Through its dedicated pedagogy, this text challenges readers to: * Initiate human relations management practices * Provide support for the professional development of staff * Use proactive, collaborative, and shared responsibility forms of leadership * Develop and maintain strong ethical practices * Implement evidence-based best practices in agency programming * Build strong bridges within an engaged and informed community With an emphasis on putting theory into practice, Criminal Justice Management is an invaluable resource for the development of efficient, dynamic, and resourceful justice-centered agencies.
Mary K. Stohr is Professor and former Chair of the Department of Criminal Justice at Boise State University, where she has worked for fourteen years.
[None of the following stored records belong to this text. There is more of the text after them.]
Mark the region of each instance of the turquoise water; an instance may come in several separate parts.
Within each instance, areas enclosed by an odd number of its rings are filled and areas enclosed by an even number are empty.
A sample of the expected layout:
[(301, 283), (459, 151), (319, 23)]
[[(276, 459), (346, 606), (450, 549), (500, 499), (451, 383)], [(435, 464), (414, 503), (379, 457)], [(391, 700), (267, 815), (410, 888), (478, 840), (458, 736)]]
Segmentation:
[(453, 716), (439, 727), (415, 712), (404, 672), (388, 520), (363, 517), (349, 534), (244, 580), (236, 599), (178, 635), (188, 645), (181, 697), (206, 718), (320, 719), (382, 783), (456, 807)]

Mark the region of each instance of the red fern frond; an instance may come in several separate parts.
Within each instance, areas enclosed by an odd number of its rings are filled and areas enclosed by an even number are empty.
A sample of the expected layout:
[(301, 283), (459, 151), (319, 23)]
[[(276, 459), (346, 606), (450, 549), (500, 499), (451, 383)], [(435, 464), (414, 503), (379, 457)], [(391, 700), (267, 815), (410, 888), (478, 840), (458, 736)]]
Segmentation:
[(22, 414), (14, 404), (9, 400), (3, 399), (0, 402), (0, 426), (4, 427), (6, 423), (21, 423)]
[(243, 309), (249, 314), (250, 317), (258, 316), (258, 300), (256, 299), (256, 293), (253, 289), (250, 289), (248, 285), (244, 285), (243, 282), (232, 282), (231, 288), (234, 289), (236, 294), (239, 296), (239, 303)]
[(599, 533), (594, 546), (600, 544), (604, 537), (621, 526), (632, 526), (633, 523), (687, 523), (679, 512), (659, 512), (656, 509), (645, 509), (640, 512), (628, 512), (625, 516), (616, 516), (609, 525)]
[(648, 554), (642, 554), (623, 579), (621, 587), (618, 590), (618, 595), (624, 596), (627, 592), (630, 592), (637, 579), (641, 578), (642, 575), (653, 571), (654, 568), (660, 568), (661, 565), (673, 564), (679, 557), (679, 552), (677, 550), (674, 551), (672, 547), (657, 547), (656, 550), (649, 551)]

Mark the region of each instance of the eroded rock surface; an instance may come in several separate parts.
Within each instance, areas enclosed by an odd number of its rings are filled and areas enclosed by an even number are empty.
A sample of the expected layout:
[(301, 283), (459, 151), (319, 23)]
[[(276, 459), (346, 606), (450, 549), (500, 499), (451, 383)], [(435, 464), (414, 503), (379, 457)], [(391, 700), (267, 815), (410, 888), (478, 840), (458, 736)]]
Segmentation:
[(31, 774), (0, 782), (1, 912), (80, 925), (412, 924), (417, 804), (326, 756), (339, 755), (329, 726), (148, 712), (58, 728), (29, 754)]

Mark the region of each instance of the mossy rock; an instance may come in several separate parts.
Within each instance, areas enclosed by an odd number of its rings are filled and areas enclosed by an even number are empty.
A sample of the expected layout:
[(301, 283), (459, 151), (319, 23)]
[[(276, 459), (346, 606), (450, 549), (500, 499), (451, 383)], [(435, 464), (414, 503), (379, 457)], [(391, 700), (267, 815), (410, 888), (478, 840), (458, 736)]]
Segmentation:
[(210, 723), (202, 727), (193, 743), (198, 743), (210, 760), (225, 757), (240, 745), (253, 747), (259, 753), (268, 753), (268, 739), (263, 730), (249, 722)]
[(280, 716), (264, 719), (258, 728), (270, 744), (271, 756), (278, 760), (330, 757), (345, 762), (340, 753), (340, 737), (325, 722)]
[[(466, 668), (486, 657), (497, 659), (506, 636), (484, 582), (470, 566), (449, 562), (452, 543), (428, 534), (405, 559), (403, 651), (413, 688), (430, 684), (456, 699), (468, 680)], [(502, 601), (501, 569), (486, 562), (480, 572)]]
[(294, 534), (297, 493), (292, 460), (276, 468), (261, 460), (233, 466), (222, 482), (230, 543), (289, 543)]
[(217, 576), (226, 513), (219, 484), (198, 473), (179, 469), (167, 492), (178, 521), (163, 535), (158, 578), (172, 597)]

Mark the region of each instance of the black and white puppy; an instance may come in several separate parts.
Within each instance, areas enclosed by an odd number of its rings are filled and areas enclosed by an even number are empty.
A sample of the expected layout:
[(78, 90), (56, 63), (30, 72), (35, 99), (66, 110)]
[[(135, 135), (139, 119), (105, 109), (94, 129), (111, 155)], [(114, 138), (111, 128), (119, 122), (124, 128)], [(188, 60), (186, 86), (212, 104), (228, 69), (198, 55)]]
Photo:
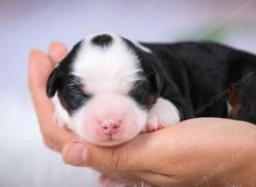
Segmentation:
[(55, 67), (47, 94), (58, 124), (90, 143), (115, 145), (197, 116), (256, 123), (255, 71), (255, 55), (220, 44), (96, 34)]

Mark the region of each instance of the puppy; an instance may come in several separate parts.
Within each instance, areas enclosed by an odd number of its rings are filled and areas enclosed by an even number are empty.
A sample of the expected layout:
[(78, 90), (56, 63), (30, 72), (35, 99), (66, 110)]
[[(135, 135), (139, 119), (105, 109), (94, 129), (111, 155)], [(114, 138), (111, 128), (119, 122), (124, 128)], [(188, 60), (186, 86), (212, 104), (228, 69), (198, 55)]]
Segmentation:
[[(256, 122), (256, 56), (212, 42), (85, 37), (51, 73), (60, 126), (98, 145), (200, 116)], [(230, 106), (230, 107), (229, 107)]]

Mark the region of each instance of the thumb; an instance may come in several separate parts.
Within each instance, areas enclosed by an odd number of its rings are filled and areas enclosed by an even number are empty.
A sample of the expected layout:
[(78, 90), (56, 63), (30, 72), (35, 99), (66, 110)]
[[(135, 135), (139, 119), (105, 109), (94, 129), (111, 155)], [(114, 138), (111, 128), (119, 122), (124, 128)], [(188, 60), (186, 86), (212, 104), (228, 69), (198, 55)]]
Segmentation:
[(131, 141), (113, 147), (96, 146), (76, 138), (63, 146), (62, 159), (67, 164), (96, 169), (154, 170), (154, 162), (160, 159), (155, 154), (162, 148), (155, 141), (161, 136), (160, 133), (139, 134)]

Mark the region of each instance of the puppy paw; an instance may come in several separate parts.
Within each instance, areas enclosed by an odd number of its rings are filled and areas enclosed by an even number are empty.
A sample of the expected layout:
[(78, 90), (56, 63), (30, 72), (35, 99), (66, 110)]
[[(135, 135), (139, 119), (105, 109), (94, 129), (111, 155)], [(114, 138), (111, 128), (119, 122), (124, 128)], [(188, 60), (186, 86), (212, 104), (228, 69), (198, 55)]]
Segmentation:
[(160, 98), (148, 111), (147, 123), (143, 132), (152, 132), (180, 121), (178, 110), (169, 100)]
[(158, 116), (148, 116), (145, 132), (153, 132), (165, 128), (164, 121)]

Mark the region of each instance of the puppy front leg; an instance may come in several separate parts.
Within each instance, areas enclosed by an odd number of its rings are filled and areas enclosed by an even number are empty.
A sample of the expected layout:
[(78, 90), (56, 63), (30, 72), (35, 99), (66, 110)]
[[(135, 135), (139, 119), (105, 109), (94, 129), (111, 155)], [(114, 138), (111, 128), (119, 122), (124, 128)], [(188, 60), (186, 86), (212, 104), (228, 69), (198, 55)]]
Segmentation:
[(179, 122), (177, 107), (171, 101), (159, 98), (148, 112), (144, 132), (155, 131)]

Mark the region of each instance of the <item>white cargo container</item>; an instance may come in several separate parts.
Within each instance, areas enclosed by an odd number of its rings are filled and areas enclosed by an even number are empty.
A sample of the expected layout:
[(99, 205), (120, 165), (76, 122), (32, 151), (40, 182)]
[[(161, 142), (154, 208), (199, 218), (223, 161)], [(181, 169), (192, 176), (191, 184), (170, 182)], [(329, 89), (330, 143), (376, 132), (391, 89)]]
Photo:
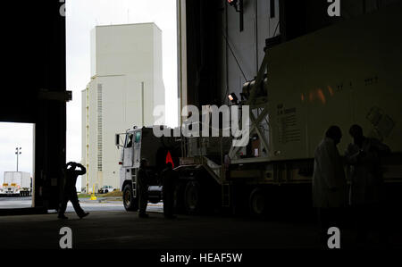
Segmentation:
[(31, 194), (29, 172), (4, 171), (2, 192), (7, 196), (28, 196)]

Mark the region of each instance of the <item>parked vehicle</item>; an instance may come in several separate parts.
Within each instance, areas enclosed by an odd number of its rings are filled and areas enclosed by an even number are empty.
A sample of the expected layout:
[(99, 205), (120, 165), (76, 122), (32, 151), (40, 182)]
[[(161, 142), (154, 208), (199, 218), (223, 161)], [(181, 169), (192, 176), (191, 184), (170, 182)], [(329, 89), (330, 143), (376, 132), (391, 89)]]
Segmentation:
[(4, 171), (0, 193), (7, 196), (29, 196), (32, 193), (32, 179), (29, 172)]

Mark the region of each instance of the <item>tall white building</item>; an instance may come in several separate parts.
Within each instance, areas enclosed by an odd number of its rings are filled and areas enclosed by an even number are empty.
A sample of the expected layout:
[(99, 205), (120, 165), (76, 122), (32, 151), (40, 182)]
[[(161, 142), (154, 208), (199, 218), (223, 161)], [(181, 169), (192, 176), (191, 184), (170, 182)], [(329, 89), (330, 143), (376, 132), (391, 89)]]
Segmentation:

She currently serves as the Treasurer of the Academy of Criminal Justice Sciences and previously worked as a correctional officer and counselor in an adult male prison in Washington state. Dr. Stohr actively participates in research projects on criminal justice management, and she has published numerous articles on the subject. She is coeditor, with Craig Hemmens, of The Prison Experience (2004).
Peter A. Collins is a Ph.D. student in the Criminal Justice Program at Washington State University. He holds an M.A. in Criminal Justice Administration from Boise State University. His research currently centers on management issues in criminal justice, outcomes associated with substance abuse treatment, legal issues in criminal justice, correctional systems, and criminological theory.